Urgent! Weird behavior of CLIPTokenizer when encoding out of vocabulary /non-English text with openai/clip-vit-base-patch32, and question about merges.txt


The easiest way to reproduce or see the behavior is to open:this colab notebook

Expected behavior

I’m dealing with a text dataset that is multilingual and wish to tell which sentence is non-English by counting the percentage of unk_tokens after tokenizing.

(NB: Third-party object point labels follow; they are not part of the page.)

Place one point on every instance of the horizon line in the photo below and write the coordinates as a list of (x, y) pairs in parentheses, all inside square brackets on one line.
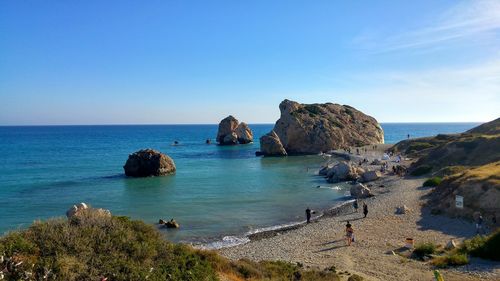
[(208, 124)]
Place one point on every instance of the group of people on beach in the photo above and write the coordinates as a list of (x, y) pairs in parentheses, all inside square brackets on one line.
[(349, 231)]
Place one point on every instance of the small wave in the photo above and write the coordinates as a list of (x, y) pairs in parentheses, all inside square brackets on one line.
[(273, 227), (227, 241), (335, 187)]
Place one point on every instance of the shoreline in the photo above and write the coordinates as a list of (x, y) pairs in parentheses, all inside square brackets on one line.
[(321, 243), (273, 230)]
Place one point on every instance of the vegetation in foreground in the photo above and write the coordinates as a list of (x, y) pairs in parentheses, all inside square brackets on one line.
[(95, 246), (485, 247), (432, 182)]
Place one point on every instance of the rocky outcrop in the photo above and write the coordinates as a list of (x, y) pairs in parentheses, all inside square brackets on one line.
[(342, 171), (315, 128), (479, 187), (359, 190), (230, 139), (370, 176), (148, 162), (243, 133), (232, 132), (270, 144)]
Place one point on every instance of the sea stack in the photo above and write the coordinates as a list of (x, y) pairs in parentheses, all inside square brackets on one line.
[(232, 132), (147, 163), (316, 128)]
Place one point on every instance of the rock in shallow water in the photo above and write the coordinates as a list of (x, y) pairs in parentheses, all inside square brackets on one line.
[(314, 128), (148, 162), (232, 132), (270, 144)]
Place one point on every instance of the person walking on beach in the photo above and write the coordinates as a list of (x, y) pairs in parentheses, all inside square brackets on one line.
[(479, 225), (349, 233), (308, 215)]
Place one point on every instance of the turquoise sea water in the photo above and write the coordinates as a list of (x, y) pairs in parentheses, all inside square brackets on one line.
[(216, 192)]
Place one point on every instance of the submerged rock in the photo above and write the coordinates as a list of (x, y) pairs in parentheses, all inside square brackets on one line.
[(232, 132), (270, 144), (315, 128), (73, 211), (172, 224), (343, 171), (148, 162)]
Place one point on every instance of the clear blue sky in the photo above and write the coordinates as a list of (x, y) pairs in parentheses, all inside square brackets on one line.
[(161, 62)]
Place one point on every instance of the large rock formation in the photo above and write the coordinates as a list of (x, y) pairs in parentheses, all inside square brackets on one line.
[(342, 171), (314, 128), (148, 162), (232, 132)]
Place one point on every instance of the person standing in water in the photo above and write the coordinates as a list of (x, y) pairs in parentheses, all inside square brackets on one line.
[(308, 215), (349, 233)]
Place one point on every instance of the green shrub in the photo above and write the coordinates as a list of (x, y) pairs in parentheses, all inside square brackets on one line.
[(421, 170), (484, 247), (424, 249), (355, 277), (452, 259), (432, 182), (94, 245)]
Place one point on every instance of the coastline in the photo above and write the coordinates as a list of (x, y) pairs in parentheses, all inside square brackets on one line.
[(320, 244), (270, 231)]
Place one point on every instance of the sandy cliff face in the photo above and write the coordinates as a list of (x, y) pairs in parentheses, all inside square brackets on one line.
[(314, 128)]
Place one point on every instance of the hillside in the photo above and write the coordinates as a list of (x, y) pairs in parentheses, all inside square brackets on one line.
[(470, 165), (480, 188), (478, 146)]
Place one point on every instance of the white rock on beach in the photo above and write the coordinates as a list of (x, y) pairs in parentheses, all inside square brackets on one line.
[(359, 190), (370, 176)]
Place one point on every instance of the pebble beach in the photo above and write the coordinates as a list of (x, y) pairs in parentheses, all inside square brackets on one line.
[(321, 244)]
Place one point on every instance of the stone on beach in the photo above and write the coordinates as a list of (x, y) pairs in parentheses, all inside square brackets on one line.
[(451, 245), (359, 190), (148, 162), (370, 176), (342, 171), (402, 210)]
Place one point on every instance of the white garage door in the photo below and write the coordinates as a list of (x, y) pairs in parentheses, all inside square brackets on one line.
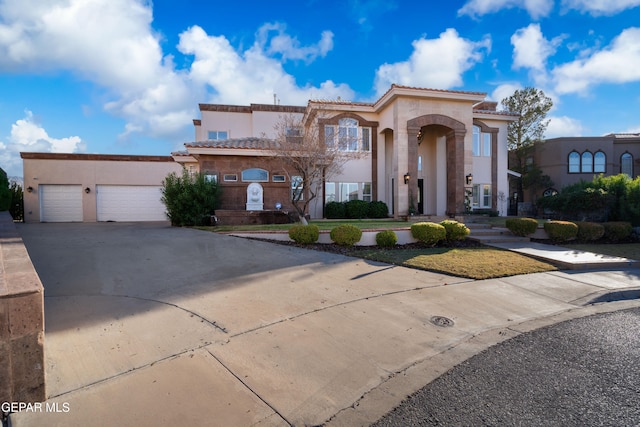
[(130, 203), (60, 203)]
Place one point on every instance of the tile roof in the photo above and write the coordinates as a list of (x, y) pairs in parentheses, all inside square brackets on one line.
[(250, 143)]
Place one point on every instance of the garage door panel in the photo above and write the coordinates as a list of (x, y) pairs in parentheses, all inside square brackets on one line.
[(130, 203), (60, 203)]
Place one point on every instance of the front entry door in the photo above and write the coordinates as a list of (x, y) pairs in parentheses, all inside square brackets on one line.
[(420, 196)]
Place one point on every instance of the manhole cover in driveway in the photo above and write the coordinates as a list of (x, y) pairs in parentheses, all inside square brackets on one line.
[(441, 321)]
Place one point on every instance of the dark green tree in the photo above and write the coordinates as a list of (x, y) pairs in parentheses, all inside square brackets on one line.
[(190, 199), (531, 105)]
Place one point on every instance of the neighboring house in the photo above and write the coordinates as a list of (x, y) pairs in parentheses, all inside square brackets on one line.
[(94, 187), (437, 151), (569, 160), (433, 152)]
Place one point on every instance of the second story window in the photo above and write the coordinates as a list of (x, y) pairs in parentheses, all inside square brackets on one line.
[(481, 143), (348, 136), (217, 135)]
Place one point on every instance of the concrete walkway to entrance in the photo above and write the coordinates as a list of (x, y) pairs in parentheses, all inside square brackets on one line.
[(152, 325)]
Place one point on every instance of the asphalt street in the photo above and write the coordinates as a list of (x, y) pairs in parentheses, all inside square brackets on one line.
[(583, 372)]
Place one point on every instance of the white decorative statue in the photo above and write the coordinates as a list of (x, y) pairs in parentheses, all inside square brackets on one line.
[(254, 197)]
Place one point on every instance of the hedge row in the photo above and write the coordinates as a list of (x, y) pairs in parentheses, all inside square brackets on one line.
[(562, 231), (356, 209)]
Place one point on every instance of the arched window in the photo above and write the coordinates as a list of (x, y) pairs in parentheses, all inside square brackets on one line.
[(348, 134), (587, 162), (626, 164), (255, 175), (600, 162), (574, 162)]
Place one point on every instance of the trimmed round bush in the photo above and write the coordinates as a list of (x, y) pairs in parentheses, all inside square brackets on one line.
[(357, 209), (429, 233), (378, 209), (617, 230), (304, 234), (335, 210), (561, 231), (386, 239), (589, 231), (455, 230), (346, 235), (522, 226)]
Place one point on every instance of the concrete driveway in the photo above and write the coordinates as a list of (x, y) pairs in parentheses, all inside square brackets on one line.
[(152, 325)]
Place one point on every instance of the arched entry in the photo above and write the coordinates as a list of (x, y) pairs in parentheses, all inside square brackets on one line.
[(454, 132)]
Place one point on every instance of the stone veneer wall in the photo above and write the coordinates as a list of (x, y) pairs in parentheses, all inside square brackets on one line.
[(21, 320)]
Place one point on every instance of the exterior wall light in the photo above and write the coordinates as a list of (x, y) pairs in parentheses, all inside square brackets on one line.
[(469, 179)]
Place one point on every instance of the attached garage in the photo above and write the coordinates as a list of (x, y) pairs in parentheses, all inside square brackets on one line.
[(129, 203), (66, 187), (60, 203)]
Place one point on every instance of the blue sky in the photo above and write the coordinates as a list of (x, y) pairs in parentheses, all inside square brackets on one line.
[(126, 76)]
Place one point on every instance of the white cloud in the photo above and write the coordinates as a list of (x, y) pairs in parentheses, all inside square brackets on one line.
[(29, 136), (563, 126), (249, 76), (435, 63), (531, 49), (617, 63), (289, 47), (600, 7), (536, 8)]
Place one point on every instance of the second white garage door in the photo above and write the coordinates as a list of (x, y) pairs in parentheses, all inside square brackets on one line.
[(130, 203)]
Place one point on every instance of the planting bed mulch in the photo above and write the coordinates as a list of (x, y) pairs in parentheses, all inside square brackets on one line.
[(350, 250)]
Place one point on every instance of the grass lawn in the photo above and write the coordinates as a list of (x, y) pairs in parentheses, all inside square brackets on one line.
[(624, 250), (473, 263)]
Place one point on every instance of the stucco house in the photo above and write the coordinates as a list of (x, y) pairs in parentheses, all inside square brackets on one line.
[(440, 152), (435, 150), (568, 160)]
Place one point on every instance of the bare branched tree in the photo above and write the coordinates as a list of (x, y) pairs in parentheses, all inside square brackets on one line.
[(310, 156)]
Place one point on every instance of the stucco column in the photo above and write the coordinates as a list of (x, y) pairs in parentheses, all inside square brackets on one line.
[(412, 160), (455, 172)]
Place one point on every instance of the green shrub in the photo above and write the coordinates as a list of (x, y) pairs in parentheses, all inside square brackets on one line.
[(346, 235), (522, 226), (357, 209), (386, 239), (190, 199), (428, 232), (617, 230), (335, 210), (589, 231), (561, 231), (455, 230), (304, 234), (378, 209)]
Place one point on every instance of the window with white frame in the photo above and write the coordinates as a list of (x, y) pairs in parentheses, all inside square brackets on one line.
[(599, 162), (348, 191), (626, 164), (217, 135), (587, 162), (481, 143), (481, 196), (297, 187), (348, 136), (366, 191), (330, 192)]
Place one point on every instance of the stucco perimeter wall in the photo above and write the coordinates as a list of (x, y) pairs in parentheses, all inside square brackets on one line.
[(21, 320), (89, 171)]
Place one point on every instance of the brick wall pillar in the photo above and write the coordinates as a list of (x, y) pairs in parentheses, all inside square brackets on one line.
[(21, 320)]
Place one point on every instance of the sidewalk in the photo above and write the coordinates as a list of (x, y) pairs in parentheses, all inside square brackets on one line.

Based on my understanding, tokenizer.encode(string) is equivalent to tokenizer.convert_tokens_to_ids(tokenizer.tokenize(string)) and should map tokens that are not in the vocab to tokenizer.unk_token. Also spaces are ignored during encoding and decoding will add spaces between tokens.

However this is not the case, tokenize() seems to map them to some token in merges.txt (https://huggingface.co/openai/clip-vit-base-patch32/resolve/main/merges.txt) and then map them into values according to vocab.json.
Sometimes this seems to separate the text further into sub-tokens according to merges.txt and thus add spaces between them when decoding.

This behavior is very annoying because it treats non-English text and English text in the same way, decodes the sentence back to its original form, but randomly adds spaces inside these non-English words.

Thanks very much for your patience and help.